However, the conventional liposome microbubbles for injection mainly contain sulfur hexafluoride gas, polyethylene glycol 4000, distearoyl phosphatidylcholine (DSPC), and Dipalmitoylphosphatidylglycerol Sodium (DSPG). The foaming rate is relatively small, and the liver imaging time is relatively short.
Therefore, a new liposome microbubble preparation for injection is urgently needed, the foaming rate is improved, and the liver radiography time is prolonged.
Disclosure of Invention
Aiming at the problems, the invention provides a diagnostic medicament capable of obviously enhancing medical ultrasonic detection signals, in particular to a liposome microbubble preparation for injection and a preparation process thereof.
In order to achieve the purpose, the invention discloses a liposome microbubble preparation for injection, which is freeze-dried powder, is filled with sulfur hexafluoride gas, and is oscillated and activated into milky liquid medicine for use after being injected with normal saline. The method specifically comprises the following steps:
the liposome microbubble preparation for injection comprises freeze-dried powder and sulfur hexafluoride gas, wherein the freeze-dried powder comprises liposome membrane materials of DPPA, DPPE-PEG5000, an excipient and tert-butyl alcohol, and the weight ratio of the DPPA to the DPPE-PEG5000 to the excipient to the tert-butyl alcohol is as follows: 1-9: 1-9: 2-16: 10 to 50.
According to a further technical scheme, the excipient is one or more of mannitol, sucrose and trehalose.
According to a further technical scheme, the pH value is 6.0-8.0.

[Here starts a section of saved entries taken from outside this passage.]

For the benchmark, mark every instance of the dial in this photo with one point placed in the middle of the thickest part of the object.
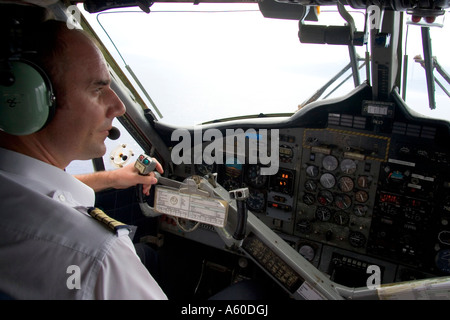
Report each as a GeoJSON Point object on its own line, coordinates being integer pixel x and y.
{"type": "Point", "coordinates": [363, 181]}
{"type": "Point", "coordinates": [323, 214]}
{"type": "Point", "coordinates": [343, 201]}
{"type": "Point", "coordinates": [360, 210]}
{"type": "Point", "coordinates": [327, 180]}
{"type": "Point", "coordinates": [304, 226]}
{"type": "Point", "coordinates": [361, 196]}
{"type": "Point", "coordinates": [348, 166]}
{"type": "Point", "coordinates": [312, 171]}
{"type": "Point", "coordinates": [345, 184]}
{"type": "Point", "coordinates": [356, 239]}
{"type": "Point", "coordinates": [325, 197]}
{"type": "Point", "coordinates": [254, 177]}
{"type": "Point", "coordinates": [341, 218]}
{"type": "Point", "coordinates": [310, 185]}
{"type": "Point", "coordinates": [308, 199]}
{"type": "Point", "coordinates": [330, 163]}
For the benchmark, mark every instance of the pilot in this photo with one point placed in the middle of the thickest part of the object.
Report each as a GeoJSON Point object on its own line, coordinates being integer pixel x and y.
{"type": "Point", "coordinates": [51, 247]}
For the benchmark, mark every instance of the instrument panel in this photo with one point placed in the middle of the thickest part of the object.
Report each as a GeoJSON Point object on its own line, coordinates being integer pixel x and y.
{"type": "Point", "coordinates": [359, 183]}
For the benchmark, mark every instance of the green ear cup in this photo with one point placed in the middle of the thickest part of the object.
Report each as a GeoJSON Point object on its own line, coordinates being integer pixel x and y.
{"type": "Point", "coordinates": [27, 105]}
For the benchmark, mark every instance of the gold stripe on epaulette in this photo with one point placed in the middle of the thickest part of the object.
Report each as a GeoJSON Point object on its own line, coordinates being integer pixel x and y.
{"type": "Point", "coordinates": [99, 215]}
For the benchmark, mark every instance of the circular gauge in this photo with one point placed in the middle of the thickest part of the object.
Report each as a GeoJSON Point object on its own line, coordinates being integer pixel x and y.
{"type": "Point", "coordinates": [254, 177]}
{"type": "Point", "coordinates": [312, 171]}
{"type": "Point", "coordinates": [307, 252]}
{"type": "Point", "coordinates": [327, 180]}
{"type": "Point", "coordinates": [356, 239]}
{"type": "Point", "coordinates": [345, 184]}
{"type": "Point", "coordinates": [360, 210]}
{"type": "Point", "coordinates": [343, 201]}
{"type": "Point", "coordinates": [348, 166]}
{"type": "Point", "coordinates": [361, 196]}
{"type": "Point", "coordinates": [323, 214]}
{"type": "Point", "coordinates": [325, 197]}
{"type": "Point", "coordinates": [303, 226]}
{"type": "Point", "coordinates": [308, 199]}
{"type": "Point", "coordinates": [363, 181]}
{"type": "Point", "coordinates": [330, 163]}
{"type": "Point", "coordinates": [256, 201]}
{"type": "Point", "coordinates": [341, 218]}
{"type": "Point", "coordinates": [310, 185]}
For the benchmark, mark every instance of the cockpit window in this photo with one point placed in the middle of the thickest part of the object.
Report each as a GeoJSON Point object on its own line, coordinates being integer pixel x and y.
{"type": "Point", "coordinates": [200, 63]}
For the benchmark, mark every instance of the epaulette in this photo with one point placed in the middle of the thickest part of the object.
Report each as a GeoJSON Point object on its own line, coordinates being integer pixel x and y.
{"type": "Point", "coordinates": [114, 225]}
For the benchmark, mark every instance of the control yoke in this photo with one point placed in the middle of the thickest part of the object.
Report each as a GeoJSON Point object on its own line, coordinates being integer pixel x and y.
{"type": "Point", "coordinates": [198, 199]}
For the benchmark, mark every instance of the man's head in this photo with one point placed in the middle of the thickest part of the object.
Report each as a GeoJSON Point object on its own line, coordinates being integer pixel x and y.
{"type": "Point", "coordinates": [85, 103]}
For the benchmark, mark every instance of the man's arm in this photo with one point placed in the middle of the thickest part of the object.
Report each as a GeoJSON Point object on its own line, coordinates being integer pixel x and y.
{"type": "Point", "coordinates": [119, 179]}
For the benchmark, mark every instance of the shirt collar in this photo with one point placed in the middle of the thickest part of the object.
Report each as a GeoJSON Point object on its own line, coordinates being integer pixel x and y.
{"type": "Point", "coordinates": [46, 179]}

The invention also discloses a preparation process of the liposome microbubble for injection, which comprises the following steps:
(1) preparing a phospholipid solution: adding a prescribed amount of tert-butyl alcohol into an equal amount of water to prepare a 50% tert-butyl alcohol aqueous solution, adding a prescribed amount of DPPA and DPPE-PEG5000, and stirring and dissolving at 50-60 ℃;
(2) primary volume fixing: adding water for injection into the phospholipid solution until the amount of the phospholipid solution reaches 80% of the prescription amount, and uniformly stirring;
(3) dissolving an excipient: adding excipient into the solution, stirring and dissolving;
(4) and (3) secondary constant volume: adding water to a constant volume to full volume;
(5) and (3) degerming and filtering: passing the medicinal liquid through a 0.45 μm and 2 0.22 μm microporous filter membranes;
(6) filling the mixture into bottles with the volume of 1g per bottle, and freeze-drying the bottles in a freeze dryer.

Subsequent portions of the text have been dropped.